Architecting Service Broker applications (part 3)

 

This is the final installment (I promise) of my Architecting SQL Service Broker (SSB) applications series.  If you haven’t read the first two parts: http://blogs.msdn.com/rogerwolterblog/archive/2006/09/08/Roger.aspx

http://blogs.msdn.com/rogerwolterblog/archive/2006/09/15/Roger_Wolter.aspx

, I would recommend reading them before tackling this one.  In this post I will cover some of the infrastructure aspects of a Service Broker solution. 

 

One of the design points of Service Broker is that the application should know as little as possible about how it is to be deployed.  For example, the level of security can be determined and changed by a DBA without making changes to the application code.  For this reason, it’s possible to talk about SSB infrastructure issues in isolation from application design issues for the most part. 

 

Because this is an architecture discussion, I won’t cover the commands for setting up the infrastructure but I will point out the infrastructure issues you should consider when deploying a Service Broker application.  Please refer to SQL Server books online or one of the Service Broker books for the detailed information to do the configuration and deployment.

 

Security Issues

 

Any application that sends messages on a network connection must have a security infrastructure.  Service Broker has multiple layers of security with options at each layer so you can tune the SSB security to what you need for your network and your data. 

 

One security option is Dialog Security.  When a secure dialog is established, Asymmetric (public and private) keys are used to authenticate the dialog connection, SQL Server permissions are verified, a session key is established for the dialog, and all messages are signed and encrypted.  This ensures that the messages will be delivered unaltered and unread.  Dialog security is established between the two endpoints of a dialog so if messages are forwarded through intermediate brokers, they won’t be decrypted.  This is both more secure and more efficient than SSL encryption on the wire.  Dialog security should be used if message must be sent over unsecured networks.
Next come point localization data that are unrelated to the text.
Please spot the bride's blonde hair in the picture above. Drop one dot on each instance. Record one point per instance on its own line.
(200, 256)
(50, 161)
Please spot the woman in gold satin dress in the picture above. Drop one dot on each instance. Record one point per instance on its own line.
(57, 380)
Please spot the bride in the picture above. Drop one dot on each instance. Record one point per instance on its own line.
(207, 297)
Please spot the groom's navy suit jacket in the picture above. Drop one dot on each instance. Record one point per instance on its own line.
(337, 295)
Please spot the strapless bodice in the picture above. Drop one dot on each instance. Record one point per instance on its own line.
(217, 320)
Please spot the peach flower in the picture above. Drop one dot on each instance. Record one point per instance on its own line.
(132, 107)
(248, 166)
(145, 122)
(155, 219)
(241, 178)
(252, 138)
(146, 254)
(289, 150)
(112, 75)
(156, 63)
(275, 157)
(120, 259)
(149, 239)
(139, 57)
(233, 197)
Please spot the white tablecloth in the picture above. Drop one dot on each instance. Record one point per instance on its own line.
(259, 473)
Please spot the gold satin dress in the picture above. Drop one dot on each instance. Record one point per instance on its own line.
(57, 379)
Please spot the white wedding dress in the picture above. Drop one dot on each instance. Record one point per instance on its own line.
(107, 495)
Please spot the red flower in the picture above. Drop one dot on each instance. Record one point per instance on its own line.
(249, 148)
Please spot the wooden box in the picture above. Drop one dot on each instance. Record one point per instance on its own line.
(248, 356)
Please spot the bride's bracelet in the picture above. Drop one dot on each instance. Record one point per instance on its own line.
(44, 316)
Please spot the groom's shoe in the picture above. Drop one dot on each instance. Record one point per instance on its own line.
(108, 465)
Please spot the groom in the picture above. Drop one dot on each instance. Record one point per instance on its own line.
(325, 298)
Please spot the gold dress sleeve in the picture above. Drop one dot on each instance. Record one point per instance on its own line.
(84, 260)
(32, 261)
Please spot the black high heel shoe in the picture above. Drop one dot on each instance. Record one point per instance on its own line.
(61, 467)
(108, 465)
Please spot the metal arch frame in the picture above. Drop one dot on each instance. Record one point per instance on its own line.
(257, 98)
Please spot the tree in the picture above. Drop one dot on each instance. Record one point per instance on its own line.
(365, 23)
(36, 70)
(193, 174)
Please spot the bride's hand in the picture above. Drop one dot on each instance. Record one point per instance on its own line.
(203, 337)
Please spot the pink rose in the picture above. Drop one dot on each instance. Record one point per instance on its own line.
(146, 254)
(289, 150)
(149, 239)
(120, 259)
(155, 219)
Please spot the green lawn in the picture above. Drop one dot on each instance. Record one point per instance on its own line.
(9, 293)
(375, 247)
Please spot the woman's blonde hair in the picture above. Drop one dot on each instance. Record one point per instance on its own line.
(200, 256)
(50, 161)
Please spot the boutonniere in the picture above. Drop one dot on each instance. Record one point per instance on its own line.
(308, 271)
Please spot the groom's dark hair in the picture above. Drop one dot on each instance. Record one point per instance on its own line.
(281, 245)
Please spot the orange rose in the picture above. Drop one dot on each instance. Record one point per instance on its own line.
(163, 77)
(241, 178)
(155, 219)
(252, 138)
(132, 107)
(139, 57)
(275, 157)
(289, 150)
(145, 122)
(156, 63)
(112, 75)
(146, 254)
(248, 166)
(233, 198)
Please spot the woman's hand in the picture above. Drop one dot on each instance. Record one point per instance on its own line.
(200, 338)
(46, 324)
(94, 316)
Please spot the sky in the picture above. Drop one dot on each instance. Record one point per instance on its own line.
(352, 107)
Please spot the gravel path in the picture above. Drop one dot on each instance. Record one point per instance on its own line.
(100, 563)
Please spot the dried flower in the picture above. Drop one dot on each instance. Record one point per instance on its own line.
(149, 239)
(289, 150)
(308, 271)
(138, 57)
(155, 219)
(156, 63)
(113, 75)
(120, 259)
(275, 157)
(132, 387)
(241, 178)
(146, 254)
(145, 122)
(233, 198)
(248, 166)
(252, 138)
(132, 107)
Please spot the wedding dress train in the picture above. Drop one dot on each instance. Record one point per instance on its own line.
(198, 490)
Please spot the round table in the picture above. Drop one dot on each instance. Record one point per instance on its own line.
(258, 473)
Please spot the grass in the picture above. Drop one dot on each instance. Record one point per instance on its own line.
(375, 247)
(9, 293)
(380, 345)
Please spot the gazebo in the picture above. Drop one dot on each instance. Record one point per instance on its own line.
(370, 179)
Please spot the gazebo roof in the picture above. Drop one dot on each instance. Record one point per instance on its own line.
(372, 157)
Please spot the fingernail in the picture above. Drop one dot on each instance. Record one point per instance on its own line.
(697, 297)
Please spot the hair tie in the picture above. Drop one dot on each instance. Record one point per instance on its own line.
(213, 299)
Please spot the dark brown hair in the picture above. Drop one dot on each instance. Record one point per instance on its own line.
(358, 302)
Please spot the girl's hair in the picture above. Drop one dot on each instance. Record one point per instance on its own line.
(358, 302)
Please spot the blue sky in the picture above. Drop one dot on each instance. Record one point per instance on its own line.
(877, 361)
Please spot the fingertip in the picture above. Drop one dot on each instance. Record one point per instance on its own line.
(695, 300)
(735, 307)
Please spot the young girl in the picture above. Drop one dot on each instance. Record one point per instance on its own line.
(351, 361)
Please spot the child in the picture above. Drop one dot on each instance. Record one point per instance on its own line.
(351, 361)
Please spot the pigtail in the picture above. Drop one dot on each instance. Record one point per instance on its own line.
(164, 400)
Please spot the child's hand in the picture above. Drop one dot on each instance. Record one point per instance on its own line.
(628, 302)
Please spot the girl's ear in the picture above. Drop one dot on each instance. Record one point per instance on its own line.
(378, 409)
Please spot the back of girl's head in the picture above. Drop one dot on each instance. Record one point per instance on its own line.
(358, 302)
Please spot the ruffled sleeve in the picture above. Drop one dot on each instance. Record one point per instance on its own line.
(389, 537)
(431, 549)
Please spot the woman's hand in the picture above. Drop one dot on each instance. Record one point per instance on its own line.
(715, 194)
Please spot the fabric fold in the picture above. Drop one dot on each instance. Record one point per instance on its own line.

If you feel the message traffic for a particular dialog is so sensitive that it should be encrypted over any network, you should let the ENCRYPTION parameter in the BEGIN DIALOG command default to ON.  If the data can be sent unencrypted over some networks, you should set the ENCRYPTION parameter to OFF.  Setting this to OFF doesn’t mean that the data won’t be encrypted.  It means that if the DBA sets up dialog security it will be encrypted but otherwise it will not be.  If the ENCRYPTION parameter is set to ON (the default) then no messages will be sent outside the local instance unless dialog security is configured.

 

Service Broker also has security at the TCP/IP connection level.  All Service Broker connections require Authentication, Authorization, and digital signatures to ensure that the connection is authorized and that messages can not be changed on the network.  The TCP/IP connection can optionally be encrypted.  If the messages are already encrypted by dialog security, they will not be double encrypted so dialog security and transport security are complimentary.

 

The application deployment plan must define which dialogs and connections should be encrypted.  If dialog security is used, a plan for handling certificate expiration must be included.

 

Availability Issues

 

Service Broker is often used in highly available systems so availability must be taken into account when designing the SSB infrastructure.  Because Service Broker is part of the database engine, you make Service Broker highly available by making the database highly available.  Much has been written about SQL Server availability so I won’t try to cover it here.  The one unique availability feature that Serviced Broker offers is that it is tightly integrated with database mirroring.  If a Service Broker opens a connection to a database that is mirrored, it will also open a connection to the secondary database on the mirror so that when the primary fails over to the secondary; Service Broker will detect the change and automatically start sending messages to the new primary.  Because SSB messages are transactional and stored in the database, any in-process messages and any unprocessed messages will still be on the queue after the failover so everything continues with not loss of data or uncompleted work.

 

Routing Issues

 

Service Broker dialogs are opened between Services – a FROM service and a TO service specified in the BEGIN DIALOG command.  A Service Broker service is basically a name for a dialog endpoint.  The dialog endpoint is a SSB queue in a SQL Server database.  This indirection from the service to the queue means you can write your application to communicate between logic services and make the decision on where the service are actually located at deployment time.  In fact, services can be moved to another location while dialogs are active without losing any messages. 

 

The mapping between the logical service name and the transport address where the message are sent is done with a Service Broker route.  A route is just a row in the sys.routes table in a database.  When Service Broker needs to send a message, it looks for a route for the destination service and passes the address down to the transport layer which sends it to the database where the destination service lives.

 

Both the initiator and target of a dialog need a route to the opposite endpoint.  One of the more common SSB scenarios involves many initiators send ing messages to a single target.  For example point of sale terminals sending transactions to the home office or stock trader workstations sending trades to a back office system.  Maintaining hundreds of routes on the target server to all the initiator can be messy.  To avoid this issue, SSB provides a TRNASPORT route.   The initiator service name contains the initiator’s network address and this name is used as the FROM service in the BEGIN DIALOG command.  When the target wants to send a message back to the initiator, it uses the service name as the network address.  In this way the initiator provides its own return address so you don’t have to maintain return addresses at the target system.

 

Service Broker also supports forwarding.  Messages coming into a SQL Server instance are routed by routes in the MSDB database.  If the route for a service specifies “local” as the network address, the message is routed to a service in the instance.  If the network address in the MSDB route for a service specifies a TCP/IP address, the message is forwarded to the specified address.  Forwarded messages are not written to the database.  They are held in memory until they can be forwarded so SSB forwarding is very efficient.  One common use of SSB forwarding is to set up a concentrator machine that accepts message from a large number of connections and the forwards them over a single connection to the target.  This moves most of the TCP/IP connection handling to the forwarder which reduces overhead on the target machine.  If you use SQL Express in the forwarder machine this can be a very economical way to reduce overhead on the target.